Southwest Florida Regional Medical Center was a 400-bed general hospital in Fort Myers, Florida. Then Ft Myers Community Hospital was originally developed by a subsidiary of Basic American Industries (BAI) called Basic American Medical in 1974. BAI was based in Indianapolis, Indiana. The first executive director of the hospital was John Gass. The hospital later became part of the Columbia Hospital Corporation family of hospitals and continued to operate under Columbia/HCA until it was purchased by Lee Memorial Health System along with sister facility Gulf Coast Hospital in late 2006. It was merged with GCH to form the new Gulf Coast Medical Center in Fort Myers in March 2009, leaving the old SWFRMC building unused.

==Closing==
While the hospital was still owned by HCA, the building was surveyed for possible renovations by independent contractors.

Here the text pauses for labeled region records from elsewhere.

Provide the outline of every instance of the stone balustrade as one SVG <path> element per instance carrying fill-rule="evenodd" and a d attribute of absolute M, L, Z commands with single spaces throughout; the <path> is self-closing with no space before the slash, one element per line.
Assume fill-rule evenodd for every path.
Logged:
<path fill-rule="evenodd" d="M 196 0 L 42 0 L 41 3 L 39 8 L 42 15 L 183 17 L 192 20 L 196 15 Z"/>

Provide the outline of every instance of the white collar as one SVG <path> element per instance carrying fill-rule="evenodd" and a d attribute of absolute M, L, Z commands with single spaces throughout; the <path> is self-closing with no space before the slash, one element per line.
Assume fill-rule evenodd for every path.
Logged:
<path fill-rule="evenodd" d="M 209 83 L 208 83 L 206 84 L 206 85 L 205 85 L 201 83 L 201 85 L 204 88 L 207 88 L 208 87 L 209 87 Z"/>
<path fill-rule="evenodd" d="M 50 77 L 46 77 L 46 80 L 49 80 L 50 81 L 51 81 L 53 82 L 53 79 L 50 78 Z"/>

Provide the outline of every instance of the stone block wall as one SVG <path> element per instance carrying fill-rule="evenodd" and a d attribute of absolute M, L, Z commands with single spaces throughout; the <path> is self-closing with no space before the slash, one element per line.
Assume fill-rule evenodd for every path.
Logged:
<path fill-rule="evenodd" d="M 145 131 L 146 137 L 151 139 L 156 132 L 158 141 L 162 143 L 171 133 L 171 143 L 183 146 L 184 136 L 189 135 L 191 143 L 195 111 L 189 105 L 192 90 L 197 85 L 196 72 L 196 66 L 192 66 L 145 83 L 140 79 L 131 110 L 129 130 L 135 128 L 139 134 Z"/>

Due to deteriorizations, it was determined that it would be better to build a new hospital than to renovate SWFRMC, so HCA began to construct expansions to Gulf Coast Hospital with plans to merge the facilities. When Lee Memorial Health System took over the hospital, they surveyed the SWFRMC facility for possible reuse as well, only to come to the same conclusion as the contractors hired by HCA. LMHS continued the expansions to GCH as planned by HCA. When expansions were finally completed in March 2009, all patients, staff, and equipment were transferred to the new Gulf Coast Medical Center. Lee County paramedics treated the transfer of patients as an emergency evacuation drill. As a final farewell to the facility, staff members signed their names and start dates on the interior walls of the hospital in permanent marker before leaving, and some left hand prints in colorful paint. The building was demolished in November 2009 to make way for a new distribution center for medical supplies.